1日数時間働いて、得られるお金は数千円に過ぎないが、その一歩は三宅の心を奮い立たせた。 さらに三宅は、自分の抱いた疑問を社会にも問いかけていく。SNSで自分の悩みを定期的に発信。動画投稿サイトにも自分のチャンネルを作り、「社会におけるアスリートの価値」について元オリンピアンやジャーナリストと話し合った。三宅自身も、「これが答えになっているかわからない」というがむしゃらな模索。その姿勢が、多くの共感を呼んだ。国内のみならず、海外のメディアからも注目を集め、三宅を励ます声も数多く寄せられた。

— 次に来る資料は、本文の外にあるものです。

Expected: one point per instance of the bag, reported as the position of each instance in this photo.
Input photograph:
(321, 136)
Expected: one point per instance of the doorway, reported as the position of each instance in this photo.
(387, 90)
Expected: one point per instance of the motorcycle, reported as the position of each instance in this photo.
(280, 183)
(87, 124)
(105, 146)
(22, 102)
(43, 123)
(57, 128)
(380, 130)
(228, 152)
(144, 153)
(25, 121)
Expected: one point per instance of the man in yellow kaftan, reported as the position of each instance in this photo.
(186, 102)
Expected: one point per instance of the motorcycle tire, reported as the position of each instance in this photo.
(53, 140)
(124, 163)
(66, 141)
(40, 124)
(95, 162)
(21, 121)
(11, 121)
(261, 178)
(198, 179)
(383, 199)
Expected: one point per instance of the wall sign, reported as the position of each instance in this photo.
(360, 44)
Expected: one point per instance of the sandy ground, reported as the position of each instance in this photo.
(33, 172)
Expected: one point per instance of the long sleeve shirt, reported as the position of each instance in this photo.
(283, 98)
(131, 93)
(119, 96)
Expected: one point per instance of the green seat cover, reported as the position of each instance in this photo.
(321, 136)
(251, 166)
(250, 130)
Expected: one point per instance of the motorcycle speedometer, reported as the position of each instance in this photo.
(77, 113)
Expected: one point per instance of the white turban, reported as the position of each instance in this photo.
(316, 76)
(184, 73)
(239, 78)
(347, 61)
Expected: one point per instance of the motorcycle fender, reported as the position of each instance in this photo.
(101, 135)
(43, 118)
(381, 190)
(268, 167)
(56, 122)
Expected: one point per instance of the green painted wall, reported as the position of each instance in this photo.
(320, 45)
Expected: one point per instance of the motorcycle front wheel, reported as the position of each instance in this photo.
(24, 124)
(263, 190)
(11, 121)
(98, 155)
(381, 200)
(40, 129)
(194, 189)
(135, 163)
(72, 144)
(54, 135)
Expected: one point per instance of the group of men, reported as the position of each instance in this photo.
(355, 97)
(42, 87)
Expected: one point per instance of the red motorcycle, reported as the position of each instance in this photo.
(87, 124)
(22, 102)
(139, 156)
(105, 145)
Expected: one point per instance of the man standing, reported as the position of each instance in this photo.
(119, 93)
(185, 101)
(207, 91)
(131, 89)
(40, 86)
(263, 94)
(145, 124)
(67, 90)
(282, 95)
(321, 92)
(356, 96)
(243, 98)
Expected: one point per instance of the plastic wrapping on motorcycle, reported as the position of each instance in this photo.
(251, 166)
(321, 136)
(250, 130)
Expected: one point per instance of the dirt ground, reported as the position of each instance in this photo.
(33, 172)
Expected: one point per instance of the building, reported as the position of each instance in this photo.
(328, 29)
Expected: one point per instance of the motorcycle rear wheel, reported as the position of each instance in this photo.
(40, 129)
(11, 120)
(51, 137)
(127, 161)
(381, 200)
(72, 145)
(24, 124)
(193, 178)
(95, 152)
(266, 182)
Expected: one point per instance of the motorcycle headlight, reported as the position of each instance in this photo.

「『オリンピックに出たい』って思っていいんだってわかった。それがアスリートとしてのスタート地点なんだと思う。それを自分の中で見出すための作業だった」

7月20日。三宅は支援を保留していたスポンサー企業のもとを訪れた。今、自分はオリンピックを目指すことに迷いはない。その決意を伝えた。三宅の行動を、社長も見ていた。
「感心しましたよ。僕らに何か言うわけではなく、自分の行動で、メディアも巻き込んで、機会を生み出している」
企業側はこの場で契約延長を決定し、来年の東京オリンピックまでの支援を約束。三宅も晴れやかな笑顔を見せた。

「アスリートとして社会に何を還元できるかというのは、自分が活動を続けていかないと見つけられないかなと思う。社会に応援してもらって、一緒に夢を目指してもらえるようなアスリートになりたい」

新型コロナウイルスで存在基盤を揺るがされているスポーツ。初めて直面する困難の中で、悩み、苦しみ、自分に問いかけ続けながら、三宅は再びオリンピックの舞台に立つことを目指していく。